The amnesty scheme for smuggled vehicles is an erroneous precedent, but it will not directly affect sale of new cars in Pakistan, Parvez Ghias, Chief Executive of Indus Motor Company said.

The Federal Bureau of Revenue (FBR) intends to register as many non-custom paid vehicles (NCP) as it can before March 31, 2013, after which the government will take action against all unregistered vehicles in Pakistan.
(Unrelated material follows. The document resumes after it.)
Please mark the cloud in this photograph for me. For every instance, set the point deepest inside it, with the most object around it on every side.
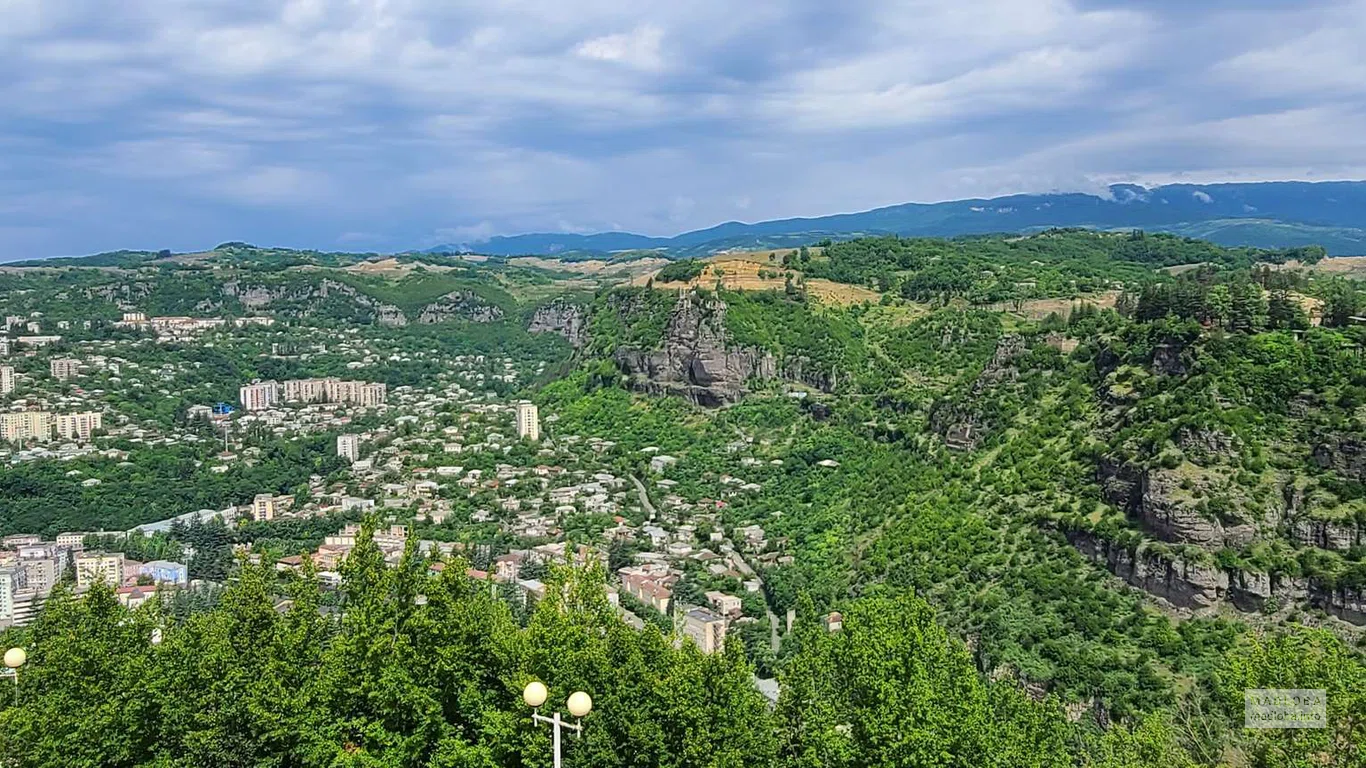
(638, 48)
(179, 125)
Now that the three-week deadline is going to end in two days, there was widespread speculation that the FBR will extend this deadline by a few more weeks.

“There are people who want to extend the amnesty scheme for smuggled vehicles despite the fact that the scheme was launched at the expense of law-abiding citizens who pay full taxes on their vehicles,” Ghias said on Thursday, while talking to group of journalists at Indus Motors’ head office.

Although local car assemblers have reservations on the amnesty scheme, their bigger fear is the extension of this scheme, as it will result in higher influx of smuggled cars especially the Toyota Vitz and other smaller engine cars.

FBR believes that the scheme will generate revenue of billions of rupees and also register a significant number of around 2.3 million unregistered vehicles plying on the country roads.

FBR officials say that the amnesty scheme is in the national interest and under directives of the Supreme Court, which had been urging government to register undocumented vehicles in the country.

Both car assemblers and car importers criticised the FBR’s decision on amnesty scheme saying that it will encourage car smuggling into the country especially through the Pakistan-Afghanistan border.

Published in The Express Tribune, March 29th, 2013.